If you write R code, then you’ve probably asked yourself this question. A profiler is an important tool for doing this: it records how the computer spends its time, and once you know that, you can focus on the slow parts to make them faster.
RStudio now includes integrated support for profiling R code and for visualizing profiling data. R itself has long had a built-in profiler, and now it’s easier than ever to use the profiler and interpret the results.
To profile code with RStudio, select it in the editor, and then click on Profile -> Profile Selected Line(s). R will run that code with the profiler turned on, and then open up an interactive visualization.
In the visualization, there are two main parts: on top, there is the code with information about the amount of time spent executing each line, and on the bottom there is a flame graph, which shows what R was doing over time. In the flame graph, the horizontal direction represents time, moving from left to right, and the vertical direction represents the call stack, which are the functions that are currently being called. (Each time a function calls another function, it goes on top of the stack, and when a function exits, it is removed from the stack.)
The Data tab contains a call tree, showing which function calls are most expensive:
Armed with this information, you’ll know what parts of your code to focus on to speed things up!
RStudio now integrates with the readr, readxl, and haven packages to provide comprehensive tools for importing data from many text file formats, Excel worksheets, as well as SAS, Stata, and SPSS data files. The tools are focused on interactively refining an import then providing the code required to reproduce the import on new datasets.
For example, here’s the workflow we would use to import the Excel worksheet at http://www.fns.usda.gov/sites/default/files/pd/slsummar.xls.

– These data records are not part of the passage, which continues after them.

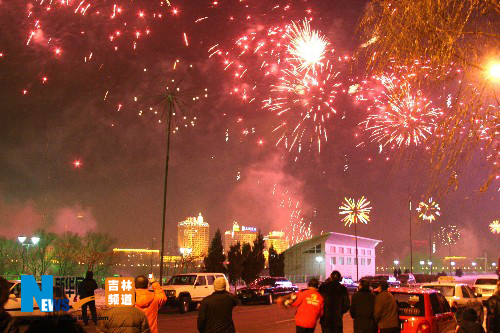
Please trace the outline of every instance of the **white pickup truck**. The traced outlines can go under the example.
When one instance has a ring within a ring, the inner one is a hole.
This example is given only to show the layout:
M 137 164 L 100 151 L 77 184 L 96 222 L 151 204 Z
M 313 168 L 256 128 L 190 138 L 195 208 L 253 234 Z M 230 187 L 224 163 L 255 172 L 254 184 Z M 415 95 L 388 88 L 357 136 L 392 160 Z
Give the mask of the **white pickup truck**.
M 172 276 L 167 284 L 161 287 L 167 295 L 167 305 L 179 306 L 180 313 L 195 309 L 198 303 L 214 292 L 214 281 L 219 277 L 226 279 L 222 273 L 189 273 Z M 227 279 L 226 290 L 229 291 Z

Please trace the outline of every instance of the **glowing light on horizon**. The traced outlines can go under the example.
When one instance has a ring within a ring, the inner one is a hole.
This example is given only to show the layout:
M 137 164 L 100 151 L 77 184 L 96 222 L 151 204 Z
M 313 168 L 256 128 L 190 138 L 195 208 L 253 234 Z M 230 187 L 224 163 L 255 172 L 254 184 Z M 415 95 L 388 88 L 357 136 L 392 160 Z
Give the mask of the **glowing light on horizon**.
M 498 235 L 498 234 L 500 234 L 500 221 L 495 220 L 495 221 L 491 222 L 491 223 L 490 223 L 490 231 L 491 231 L 494 235 Z

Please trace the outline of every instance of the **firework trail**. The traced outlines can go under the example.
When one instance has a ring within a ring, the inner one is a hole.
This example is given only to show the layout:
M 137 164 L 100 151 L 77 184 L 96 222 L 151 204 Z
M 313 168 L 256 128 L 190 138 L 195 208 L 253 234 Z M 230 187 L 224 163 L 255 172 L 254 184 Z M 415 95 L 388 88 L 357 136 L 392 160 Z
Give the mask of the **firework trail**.
M 328 41 L 319 31 L 311 30 L 309 21 L 304 19 L 302 25 L 293 22 L 288 32 L 290 44 L 288 53 L 289 61 L 299 63 L 297 70 L 307 75 L 309 70 L 313 72 L 316 67 L 322 66 L 325 59 Z
M 492 234 L 494 234 L 494 235 L 500 234 L 500 221 L 495 220 L 495 221 L 491 222 L 489 227 L 490 227 L 490 231 Z
M 327 61 L 316 71 L 302 76 L 297 68 L 283 70 L 279 83 L 271 88 L 263 108 L 279 119 L 273 132 L 279 133 L 276 145 L 284 144 L 299 153 L 328 141 L 328 122 L 337 113 L 334 100 L 341 86 L 340 72 Z
M 420 202 L 417 207 L 417 212 L 420 213 L 418 217 L 423 221 L 429 221 L 429 223 L 436 220 L 436 216 L 441 216 L 441 208 L 432 198 L 429 198 L 427 203 L 424 201 Z
M 366 200 L 365 197 L 361 197 L 357 201 L 351 198 L 344 198 L 342 206 L 339 207 L 339 214 L 345 215 L 342 218 L 342 222 L 348 227 L 357 223 L 368 224 L 370 221 L 370 211 L 372 210 L 372 207 L 369 205 L 370 201 Z
M 460 240 L 460 237 L 460 230 L 454 225 L 442 227 L 437 234 L 437 238 L 446 246 L 455 245 Z

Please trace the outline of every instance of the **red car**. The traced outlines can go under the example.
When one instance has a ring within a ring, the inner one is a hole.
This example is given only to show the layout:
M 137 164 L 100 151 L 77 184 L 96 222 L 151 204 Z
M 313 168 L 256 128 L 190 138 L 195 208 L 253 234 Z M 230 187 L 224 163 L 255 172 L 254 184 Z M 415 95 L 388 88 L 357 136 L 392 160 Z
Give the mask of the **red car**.
M 398 301 L 402 333 L 455 332 L 455 316 L 439 291 L 420 288 L 389 288 L 389 291 Z

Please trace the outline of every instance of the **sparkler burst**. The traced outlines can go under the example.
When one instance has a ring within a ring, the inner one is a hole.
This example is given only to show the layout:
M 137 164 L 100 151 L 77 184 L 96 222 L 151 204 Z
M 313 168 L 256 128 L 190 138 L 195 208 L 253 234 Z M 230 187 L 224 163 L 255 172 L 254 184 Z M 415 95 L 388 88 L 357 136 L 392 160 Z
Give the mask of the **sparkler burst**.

First provide the dataset URL and review the import in preview mode (notice that this file contains two tables and as a result requires the first few rows to be removed):
We can clean this up by skipping 6 rows from this file and unchecking the “First Row as Names” checkbox:
The file is looking better but some columns are being displayed as strings when they are clearly numerical data. We can fix this by selecting “numeric” from the column drop-down:
The final step is to click “Import” to run the code displayed under “Code Preview” and import the data into R. The code is executed within the console and imported dataset is displayed automatically:
Note that rather than executing the import we could have just copied and pasted the import code and included it within any R script.
RStudio Release History
We started working on RStudio in November of 2008 (8 years ago!) and had our first public release in February of 2011. Here are highlights of the various releases through the years:
The RStudio Release History page on our support website provides a complete history of all major and minor point releases.